No change in size! Yet we know it worked since running `perf` now shows us that all of our hot functions were inlined:

``````99.99%    84.80%  [.] nederlang::eval::eval_expr (inlined)
99.99%     0.00%  [.] nederlang::eval::eval_if_expr (inlined)
99.99%     0.00%  [.] nederlang::eval::eval_infix_expr (inlined)
99.99%     0.00%  [.] nederlang::eval::eval_block (inlined)
99.99%     0.00%  [.] nederlang::eval::eval_call_expr (inlined)
43.08%     0.00%  [.] nederlang::eval::Environment::resolve (inlined)
``````

So... Did it yield a significant performance improvement? Let's ask hyperfine.

Command Mean [s] Min [s] Max [s]
```nederlang fib.nl``` 1.873 ± 0.017 1.854 1.895

1.8 seconds, an 11% improvement. Free speed!

Further optimizations: bytecode compilation

That's about as far as I want to go with this tree walker.

The most obvious remaining performance improvement will come from not evaluating the AST directly but transforming it into (CPU-cache efficient) bytecode, applying all kinds of optimizations at compile time and then executing the instructions inside a virtual machine.

My experience writing Rust versus C

In the past few weeks I've grown considerably more comfortable writing Rust code, grasping lifetimes and dealing with Rust's tooling ecosystem.

I've now implemented and optimized a simple interpreted programming language in both C and Rust. I think it is easy to write performant C code, but it's very hard to write safe/leak-free C code. Especially for a newcomer.

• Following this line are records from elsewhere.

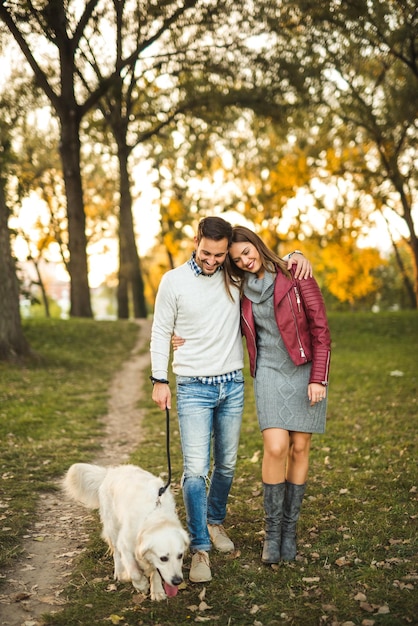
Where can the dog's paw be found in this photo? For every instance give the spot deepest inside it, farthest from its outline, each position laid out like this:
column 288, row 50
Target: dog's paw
column 157, row 596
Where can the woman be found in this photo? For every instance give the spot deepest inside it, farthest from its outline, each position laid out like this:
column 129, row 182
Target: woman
column 285, row 325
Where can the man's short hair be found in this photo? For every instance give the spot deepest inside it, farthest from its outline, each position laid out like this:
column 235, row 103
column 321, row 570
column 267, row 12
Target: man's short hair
column 214, row 228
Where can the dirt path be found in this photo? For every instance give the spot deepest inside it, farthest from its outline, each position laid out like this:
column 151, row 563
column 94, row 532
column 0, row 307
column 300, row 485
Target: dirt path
column 36, row 582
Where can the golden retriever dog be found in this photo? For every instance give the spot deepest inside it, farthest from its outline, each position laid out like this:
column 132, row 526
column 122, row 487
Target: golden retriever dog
column 141, row 527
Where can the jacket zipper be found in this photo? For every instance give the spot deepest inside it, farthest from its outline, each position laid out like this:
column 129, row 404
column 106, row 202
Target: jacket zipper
column 301, row 350
column 297, row 297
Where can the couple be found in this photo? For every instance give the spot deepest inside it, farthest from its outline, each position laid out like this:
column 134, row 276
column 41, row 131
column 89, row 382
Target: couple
column 233, row 285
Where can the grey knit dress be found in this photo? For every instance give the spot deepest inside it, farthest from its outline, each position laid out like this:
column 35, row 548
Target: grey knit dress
column 280, row 387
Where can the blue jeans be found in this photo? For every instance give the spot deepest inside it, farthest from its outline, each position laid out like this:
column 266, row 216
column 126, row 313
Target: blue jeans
column 208, row 413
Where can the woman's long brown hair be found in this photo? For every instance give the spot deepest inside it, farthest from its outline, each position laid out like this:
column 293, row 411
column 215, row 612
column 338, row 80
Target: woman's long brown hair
column 269, row 259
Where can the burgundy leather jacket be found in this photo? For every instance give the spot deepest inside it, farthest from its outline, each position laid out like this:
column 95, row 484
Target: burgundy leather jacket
column 302, row 321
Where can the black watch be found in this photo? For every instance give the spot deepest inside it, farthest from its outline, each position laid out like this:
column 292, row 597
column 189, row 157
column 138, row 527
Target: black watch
column 158, row 380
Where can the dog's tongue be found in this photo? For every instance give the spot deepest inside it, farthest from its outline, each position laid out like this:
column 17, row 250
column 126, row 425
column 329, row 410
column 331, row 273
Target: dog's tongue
column 170, row 590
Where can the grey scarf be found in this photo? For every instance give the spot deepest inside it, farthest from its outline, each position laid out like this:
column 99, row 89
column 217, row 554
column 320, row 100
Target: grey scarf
column 259, row 289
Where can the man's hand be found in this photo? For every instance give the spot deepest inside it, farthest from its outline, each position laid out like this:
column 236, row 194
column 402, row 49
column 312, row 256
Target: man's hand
column 161, row 394
column 303, row 266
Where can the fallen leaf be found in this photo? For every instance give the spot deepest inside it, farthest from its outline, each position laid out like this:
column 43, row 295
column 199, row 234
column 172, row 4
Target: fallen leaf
column 360, row 597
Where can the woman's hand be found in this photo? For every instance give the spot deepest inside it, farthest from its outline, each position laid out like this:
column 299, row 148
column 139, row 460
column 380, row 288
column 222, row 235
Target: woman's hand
column 303, row 266
column 316, row 393
column 177, row 341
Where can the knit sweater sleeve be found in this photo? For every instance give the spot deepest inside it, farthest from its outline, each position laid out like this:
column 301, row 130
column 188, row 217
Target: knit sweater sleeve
column 162, row 328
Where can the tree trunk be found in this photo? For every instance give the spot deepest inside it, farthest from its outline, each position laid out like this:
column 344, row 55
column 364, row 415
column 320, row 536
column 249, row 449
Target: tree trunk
column 77, row 240
column 130, row 275
column 12, row 340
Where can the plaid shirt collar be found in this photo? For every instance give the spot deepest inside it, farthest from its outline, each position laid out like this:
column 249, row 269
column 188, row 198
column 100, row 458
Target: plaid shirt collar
column 198, row 270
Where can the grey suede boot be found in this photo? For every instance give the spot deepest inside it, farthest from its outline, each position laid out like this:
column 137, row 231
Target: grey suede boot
column 273, row 508
column 291, row 511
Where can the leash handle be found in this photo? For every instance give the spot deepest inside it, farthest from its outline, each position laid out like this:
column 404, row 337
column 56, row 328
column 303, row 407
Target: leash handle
column 167, row 440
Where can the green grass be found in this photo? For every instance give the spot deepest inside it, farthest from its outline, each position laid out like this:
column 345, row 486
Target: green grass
column 357, row 536
column 50, row 411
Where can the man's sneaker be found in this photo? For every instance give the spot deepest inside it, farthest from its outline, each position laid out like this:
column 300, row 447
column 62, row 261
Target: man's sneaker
column 220, row 539
column 200, row 569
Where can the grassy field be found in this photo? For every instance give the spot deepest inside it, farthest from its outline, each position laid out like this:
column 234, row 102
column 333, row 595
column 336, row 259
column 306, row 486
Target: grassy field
column 357, row 543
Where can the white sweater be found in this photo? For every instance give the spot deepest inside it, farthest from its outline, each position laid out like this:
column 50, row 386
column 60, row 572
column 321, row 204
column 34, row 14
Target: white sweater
column 198, row 309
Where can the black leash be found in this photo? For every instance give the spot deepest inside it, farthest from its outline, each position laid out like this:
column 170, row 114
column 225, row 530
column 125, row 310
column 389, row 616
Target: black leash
column 167, row 440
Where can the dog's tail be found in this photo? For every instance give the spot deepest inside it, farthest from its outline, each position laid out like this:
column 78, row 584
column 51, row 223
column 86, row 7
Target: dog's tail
column 82, row 482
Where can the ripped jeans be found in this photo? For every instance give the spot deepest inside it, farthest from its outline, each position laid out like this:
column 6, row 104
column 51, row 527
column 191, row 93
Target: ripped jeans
column 208, row 414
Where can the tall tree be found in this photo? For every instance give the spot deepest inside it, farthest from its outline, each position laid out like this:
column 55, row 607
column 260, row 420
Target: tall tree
column 52, row 35
column 359, row 89
column 13, row 343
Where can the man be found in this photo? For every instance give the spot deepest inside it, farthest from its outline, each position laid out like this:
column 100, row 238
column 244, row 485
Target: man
column 195, row 302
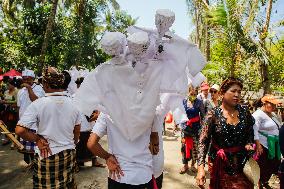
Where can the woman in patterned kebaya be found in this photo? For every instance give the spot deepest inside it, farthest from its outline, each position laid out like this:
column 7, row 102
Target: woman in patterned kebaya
column 229, row 129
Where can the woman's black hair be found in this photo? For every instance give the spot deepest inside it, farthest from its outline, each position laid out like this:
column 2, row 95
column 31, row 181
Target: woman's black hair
column 228, row 83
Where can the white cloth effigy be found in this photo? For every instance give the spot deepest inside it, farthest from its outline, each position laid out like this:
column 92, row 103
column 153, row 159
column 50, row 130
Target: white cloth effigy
column 187, row 60
column 130, row 97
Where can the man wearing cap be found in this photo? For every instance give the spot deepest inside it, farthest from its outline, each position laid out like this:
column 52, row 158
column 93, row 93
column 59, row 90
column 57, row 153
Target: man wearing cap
column 29, row 93
column 58, row 130
column 266, row 136
column 204, row 95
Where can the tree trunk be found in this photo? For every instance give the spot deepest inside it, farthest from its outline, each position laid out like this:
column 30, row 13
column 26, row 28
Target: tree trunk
column 263, row 35
column 207, row 46
column 47, row 35
column 197, row 41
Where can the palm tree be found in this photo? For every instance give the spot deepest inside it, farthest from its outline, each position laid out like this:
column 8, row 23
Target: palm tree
column 47, row 35
column 263, row 35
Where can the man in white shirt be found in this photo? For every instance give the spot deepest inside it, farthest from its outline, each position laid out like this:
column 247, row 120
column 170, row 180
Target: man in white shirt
column 29, row 93
column 58, row 130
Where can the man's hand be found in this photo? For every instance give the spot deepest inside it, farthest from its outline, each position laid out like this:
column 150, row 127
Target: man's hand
column 113, row 167
column 43, row 146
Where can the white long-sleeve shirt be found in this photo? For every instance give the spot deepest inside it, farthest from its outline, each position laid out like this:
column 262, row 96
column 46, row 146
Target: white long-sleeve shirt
column 265, row 124
column 134, row 157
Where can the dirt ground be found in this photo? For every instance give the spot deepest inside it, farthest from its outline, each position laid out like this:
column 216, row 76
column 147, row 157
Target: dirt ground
column 13, row 174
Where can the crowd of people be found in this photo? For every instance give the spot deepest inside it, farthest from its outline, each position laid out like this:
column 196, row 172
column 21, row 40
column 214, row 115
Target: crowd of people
column 127, row 99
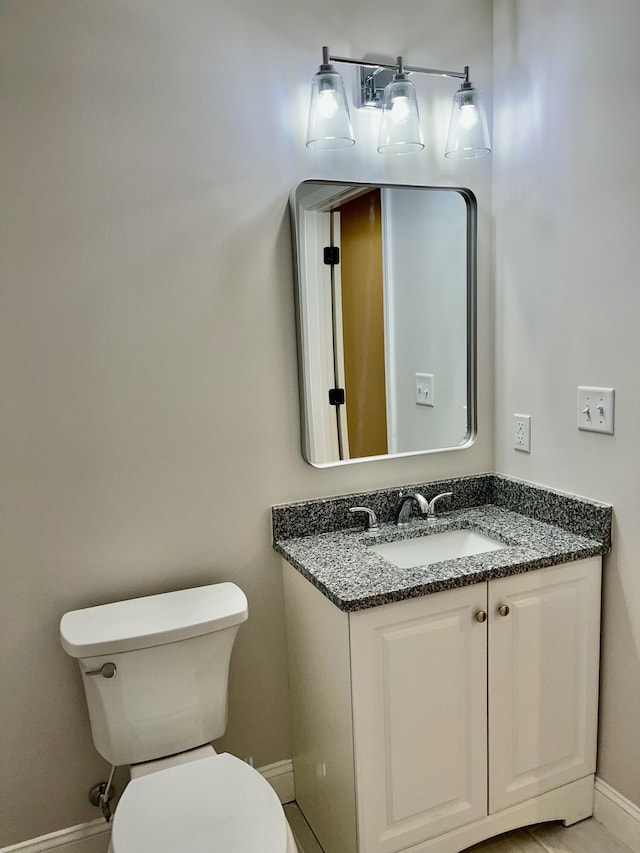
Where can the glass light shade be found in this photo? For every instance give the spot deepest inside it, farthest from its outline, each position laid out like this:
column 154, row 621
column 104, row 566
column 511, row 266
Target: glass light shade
column 468, row 132
column 400, row 131
column 329, row 122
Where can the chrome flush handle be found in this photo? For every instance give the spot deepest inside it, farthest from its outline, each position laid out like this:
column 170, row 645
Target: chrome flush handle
column 107, row 670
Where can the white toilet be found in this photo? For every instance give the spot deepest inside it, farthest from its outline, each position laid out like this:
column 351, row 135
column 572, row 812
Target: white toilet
column 155, row 673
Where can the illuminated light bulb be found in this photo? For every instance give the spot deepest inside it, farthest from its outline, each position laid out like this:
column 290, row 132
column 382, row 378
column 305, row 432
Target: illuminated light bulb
column 328, row 105
column 468, row 116
column 400, row 110
column 329, row 123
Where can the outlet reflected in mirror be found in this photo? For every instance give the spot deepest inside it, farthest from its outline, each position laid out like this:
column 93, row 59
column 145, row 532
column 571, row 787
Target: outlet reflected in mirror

Rust manages to reverse that default. It is very easy to write safe/leak-free Rust code, yet a newcomer to the language might have to spend some time optimizing that code for performance.

This really only applies to newcomers (like me) though. In hindsight most of the performance optimizations in this post were pretty obvious and trivial to fix, now I know what to watch for.

I've prepared a GitHub branch containing the various optimizations described here, so you can look at all of the actual code. Note that the order of optimizations might differ slightly from the order in this post.